This is Ned Yost's fourth Topps card and it looks like he got the bunt down. The guy in the dugout right behind Yost looks like he has on an Angels jacket.
Player: In 1974 the New York Mets picked catcher Ned Yost in the secondary June draft. After three unimpressive years in the minors including two with sub-.200 batting averages he was picked up by Milwaukee in the minor league rule 5 draft. He made the Brewers roster in 1980 but played in just three of the first 18 games and was sent back down to AAA. He returned in September and received enough playing time to finish with an odious .161/.161/.161 stat line in 31 at bats.
Yost was regarded s a good defensive catcher and was on the '81 squad all year. He served as Milwaukee's number three catcher behind Ted Simmons and Charlie Moore. If you didn't have a program you probably didn't know Yost was on the team. He only played in 18 games with 27 at bats but he did show some unexpected power hitting three homers in the limited time. He was given more action in '82, coming to bat 107 times with a .276/.324/.429 line for the pennant winning Brewers. He walked in his only postseason appearance in the lopsided Game 6 loss to the Cardinals.

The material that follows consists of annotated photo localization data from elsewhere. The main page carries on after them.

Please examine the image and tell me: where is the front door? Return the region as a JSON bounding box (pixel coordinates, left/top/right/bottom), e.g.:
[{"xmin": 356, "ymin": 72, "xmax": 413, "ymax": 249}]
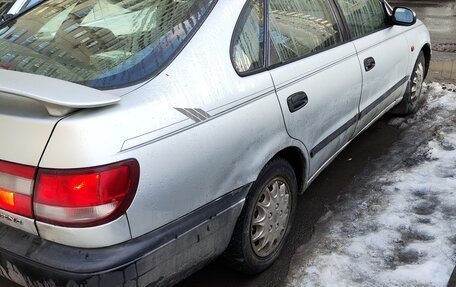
[{"xmin": 335, "ymin": 0, "xmax": 410, "ymax": 134}]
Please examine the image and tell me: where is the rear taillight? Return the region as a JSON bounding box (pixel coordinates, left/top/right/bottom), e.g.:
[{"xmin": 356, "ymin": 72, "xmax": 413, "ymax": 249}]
[
  {"xmin": 34, "ymin": 159, "xmax": 139, "ymax": 227},
  {"xmin": 0, "ymin": 161, "xmax": 35, "ymax": 218}
]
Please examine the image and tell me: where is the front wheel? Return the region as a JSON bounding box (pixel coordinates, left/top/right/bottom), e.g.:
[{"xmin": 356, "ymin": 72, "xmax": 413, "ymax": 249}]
[
  {"xmin": 395, "ymin": 51, "xmax": 426, "ymax": 115},
  {"xmin": 223, "ymin": 158, "xmax": 298, "ymax": 274}
]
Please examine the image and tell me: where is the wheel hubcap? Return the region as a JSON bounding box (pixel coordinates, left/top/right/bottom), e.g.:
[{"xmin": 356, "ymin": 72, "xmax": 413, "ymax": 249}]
[
  {"xmin": 411, "ymin": 62, "xmax": 424, "ymax": 103},
  {"xmin": 250, "ymin": 178, "xmax": 290, "ymax": 257}
]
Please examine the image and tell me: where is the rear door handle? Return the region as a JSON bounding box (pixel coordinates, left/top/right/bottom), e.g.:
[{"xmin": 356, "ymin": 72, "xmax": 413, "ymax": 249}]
[
  {"xmin": 364, "ymin": 57, "xmax": 376, "ymax": 72},
  {"xmin": 287, "ymin": 92, "xmax": 308, "ymax": 113}
]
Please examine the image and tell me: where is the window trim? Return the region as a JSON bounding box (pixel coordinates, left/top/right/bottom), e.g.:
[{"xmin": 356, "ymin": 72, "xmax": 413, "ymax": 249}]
[
  {"xmin": 230, "ymin": 0, "xmax": 267, "ymax": 77},
  {"xmin": 333, "ymin": 0, "xmax": 392, "ymax": 42},
  {"xmin": 267, "ymin": 40, "xmax": 348, "ymax": 70}
]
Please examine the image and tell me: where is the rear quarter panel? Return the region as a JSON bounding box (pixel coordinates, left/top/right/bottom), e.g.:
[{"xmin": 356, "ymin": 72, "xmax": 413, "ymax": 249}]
[{"xmin": 39, "ymin": 1, "xmax": 307, "ymax": 241}]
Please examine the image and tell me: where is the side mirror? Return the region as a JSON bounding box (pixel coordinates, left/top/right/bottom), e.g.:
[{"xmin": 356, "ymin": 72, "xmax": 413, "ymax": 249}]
[{"xmin": 392, "ymin": 7, "xmax": 417, "ymax": 26}]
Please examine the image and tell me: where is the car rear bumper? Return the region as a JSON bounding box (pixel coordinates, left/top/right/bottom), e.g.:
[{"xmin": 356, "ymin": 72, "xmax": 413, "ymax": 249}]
[{"xmin": 0, "ymin": 185, "xmax": 249, "ymax": 287}]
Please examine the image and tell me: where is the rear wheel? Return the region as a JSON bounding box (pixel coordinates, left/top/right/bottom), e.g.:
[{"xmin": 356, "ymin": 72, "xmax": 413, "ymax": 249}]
[
  {"xmin": 395, "ymin": 51, "xmax": 426, "ymax": 115},
  {"xmin": 224, "ymin": 158, "xmax": 298, "ymax": 274}
]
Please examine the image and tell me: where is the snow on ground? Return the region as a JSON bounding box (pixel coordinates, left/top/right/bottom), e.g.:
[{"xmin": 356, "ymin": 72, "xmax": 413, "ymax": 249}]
[{"xmin": 285, "ymin": 83, "xmax": 456, "ymax": 287}]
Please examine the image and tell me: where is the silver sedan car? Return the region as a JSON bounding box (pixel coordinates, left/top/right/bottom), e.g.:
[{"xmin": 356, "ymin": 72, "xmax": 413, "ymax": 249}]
[{"xmin": 0, "ymin": 0, "xmax": 430, "ymax": 286}]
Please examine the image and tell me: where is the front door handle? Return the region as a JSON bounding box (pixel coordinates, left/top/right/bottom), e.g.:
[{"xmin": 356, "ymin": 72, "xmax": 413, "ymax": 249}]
[
  {"xmin": 364, "ymin": 57, "xmax": 376, "ymax": 71},
  {"xmin": 287, "ymin": 92, "xmax": 308, "ymax": 113}
]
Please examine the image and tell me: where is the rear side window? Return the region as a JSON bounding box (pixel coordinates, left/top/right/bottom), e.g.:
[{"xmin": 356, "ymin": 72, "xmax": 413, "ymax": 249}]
[
  {"xmin": 0, "ymin": 0, "xmax": 215, "ymax": 89},
  {"xmin": 268, "ymin": 0, "xmax": 342, "ymax": 65},
  {"xmin": 231, "ymin": 0, "xmax": 265, "ymax": 74},
  {"xmin": 336, "ymin": 0, "xmax": 387, "ymax": 39}
]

When the Brewers moved Moore permanently to RF it opened the door for Yost to be the #2 catcher. He started 57 games in '83 but responded with an unimpressive .224 average and a 67 OPS+. He was then traded to the Rangers with a minor leaguer for Jim Sundberg. Yost split catching duties with Donnie Scott in Texas. Neither one was effective with Yost posting a meager .182/.201/.273 line in 251 plate appearances. Released by the Rangers the next spring he caught on with the Expos organization. He spent all but a handful of games in '85 at AAA and had two hits in eleven at bats.
Yost spent two years playing in the minors for the Braves organization before starting his coaching career. He retired with a career .212/.237/.329 stat line in six seasons of play.
Flipside: In 1974, the secondary June draft was for players from junior and community colleges. Yost spent one year at Chabot College which has produced 14 major leaguers.
Oddball: Yost was released on April Fools Day two years in a row- Texas in '85 and Montreal in '86. Seems like a cruel day to give somebody the pink slip.
History: Yost made it to the big leagues on the strength of his defensive reputation. He was agile and blessed with a strong arm but he struggled to get the ball off quickly. For his career he threw out only 16% of would be base stealers. Along with his poor bat, he was unable to stick in the majors long and he was done playing by age 30.
He managed the Brewers for six years and has been at the wheel for the Royals the last three seasons.